Dolayısıyla, 1440 hicri yılına işaret eden Bid’atüzzaman Said aslında kendileri adına müjdeli haber vermiş oluyor. Kendilerine güzel olan kehanet, laik değerli insanlar için kötü haber anlamı taşır.
İşte biz bu hasta ruhlularla mücadele ediyoruz…
Şimdi anladınız mı niye çırpındığımı?
Şimdi anladınız mı Hizbullah sözcülüğündeki İslamcılarca, cihat yazım bahane edilerek niye tehdit edildiğimi?
Şimdi anladınız mı “2019’da Mehdilik iddialı dinci darbe teşebbüsü olacak” ruhunda bu üçüncü yazımı yazma şevkimi?

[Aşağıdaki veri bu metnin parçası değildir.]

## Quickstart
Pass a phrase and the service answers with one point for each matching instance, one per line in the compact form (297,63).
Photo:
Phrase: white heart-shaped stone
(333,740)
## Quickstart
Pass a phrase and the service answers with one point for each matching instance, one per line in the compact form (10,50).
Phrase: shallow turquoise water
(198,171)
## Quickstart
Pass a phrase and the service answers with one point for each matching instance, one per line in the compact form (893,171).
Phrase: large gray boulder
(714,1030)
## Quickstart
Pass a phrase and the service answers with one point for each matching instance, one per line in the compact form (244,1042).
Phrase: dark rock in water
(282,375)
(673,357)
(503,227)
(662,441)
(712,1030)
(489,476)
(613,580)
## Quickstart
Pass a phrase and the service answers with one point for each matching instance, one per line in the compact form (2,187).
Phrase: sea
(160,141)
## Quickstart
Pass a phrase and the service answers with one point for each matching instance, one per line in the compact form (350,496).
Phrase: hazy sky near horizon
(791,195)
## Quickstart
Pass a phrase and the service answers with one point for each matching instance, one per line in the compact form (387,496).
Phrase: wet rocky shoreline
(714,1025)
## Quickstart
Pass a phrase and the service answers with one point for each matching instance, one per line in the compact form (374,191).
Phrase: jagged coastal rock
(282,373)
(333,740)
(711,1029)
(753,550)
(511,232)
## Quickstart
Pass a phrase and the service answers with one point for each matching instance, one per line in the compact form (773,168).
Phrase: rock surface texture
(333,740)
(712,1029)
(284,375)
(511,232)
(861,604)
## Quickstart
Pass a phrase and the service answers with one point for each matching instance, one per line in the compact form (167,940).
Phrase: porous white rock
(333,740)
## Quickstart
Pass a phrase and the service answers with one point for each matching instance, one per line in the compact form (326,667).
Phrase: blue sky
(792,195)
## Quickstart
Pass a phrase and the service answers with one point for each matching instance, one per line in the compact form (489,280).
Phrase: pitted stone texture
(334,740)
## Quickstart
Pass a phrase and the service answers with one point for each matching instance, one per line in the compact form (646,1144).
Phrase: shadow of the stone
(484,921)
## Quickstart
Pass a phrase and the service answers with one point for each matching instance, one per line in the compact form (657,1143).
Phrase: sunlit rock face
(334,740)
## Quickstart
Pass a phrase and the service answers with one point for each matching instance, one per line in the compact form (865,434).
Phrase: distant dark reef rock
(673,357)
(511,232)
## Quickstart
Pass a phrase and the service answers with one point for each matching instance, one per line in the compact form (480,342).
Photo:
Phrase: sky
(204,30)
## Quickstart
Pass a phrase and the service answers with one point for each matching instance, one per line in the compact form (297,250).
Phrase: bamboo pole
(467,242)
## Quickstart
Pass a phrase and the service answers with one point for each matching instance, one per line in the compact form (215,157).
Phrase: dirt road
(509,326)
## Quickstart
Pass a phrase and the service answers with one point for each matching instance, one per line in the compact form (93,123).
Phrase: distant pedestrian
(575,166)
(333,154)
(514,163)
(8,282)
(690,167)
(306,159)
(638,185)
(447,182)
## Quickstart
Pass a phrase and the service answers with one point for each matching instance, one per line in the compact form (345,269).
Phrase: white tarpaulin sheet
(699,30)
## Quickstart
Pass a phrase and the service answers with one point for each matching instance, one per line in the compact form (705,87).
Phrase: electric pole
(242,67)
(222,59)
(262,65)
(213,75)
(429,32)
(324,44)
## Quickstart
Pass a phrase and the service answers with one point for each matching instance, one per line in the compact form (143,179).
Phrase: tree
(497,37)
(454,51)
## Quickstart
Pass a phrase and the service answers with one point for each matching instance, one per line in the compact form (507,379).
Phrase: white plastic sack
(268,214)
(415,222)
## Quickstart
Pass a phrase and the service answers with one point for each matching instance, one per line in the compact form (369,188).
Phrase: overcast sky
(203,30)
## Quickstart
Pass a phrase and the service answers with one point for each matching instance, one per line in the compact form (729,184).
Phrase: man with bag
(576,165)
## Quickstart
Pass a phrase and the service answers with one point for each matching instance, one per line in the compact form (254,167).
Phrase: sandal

MEHDİ’NİN GELMESİ İSLAMCI DARBE DEMEKTİR
Bana sorulabilir: “'Mehdi' ile 'Darbe' sözcükleri niye yan yana ve aynı anlama yönelik kullanılıyor?” diye…
Hemen söyleyeyim…
Tüm dinci kaynaklarda Mehdi’nin tam karşılığı “İslami yönetim demek olan Halifeliği” ikame edecek sistem demektir, yani yönetimsel devrim demektir.
İsterseniz iyice anlaşılması maksadıyla Said Nursi adlı “İslamcı darbe teşvikçisi ve şakşakçısı” zata kulak verelim…
Onun yazdığı Risale-i Nurlarda, Mehdiliğin üç vazifesi bulunduğu söylenip üçüncüsünün “Siyaset” olduğu vurgulanır.
Üstelik Şualar kitabının 5. Şuasında: “Kahraman ordunun, dizginlerini onun elinden, yani deccal dedikleri Atatürk’ten kurtaracağını” şakirtlerine müjdeleyip, taraftarlarına açıkça TSK ve Darülharp kabul edilen Türkiye Cumhuriyeti’ne kumpaslar kurulması ve darbe yapılması şeklinde özetlenebilecek ihanet talimatı verilir.
Nurcuların ve aslında bütün dinci grupların darbe ilhamcısı Fethullah’a gelelim.
FETÖ ilk Mehdilik darbe girişimi olan 15 Temmuz’da sobelendi.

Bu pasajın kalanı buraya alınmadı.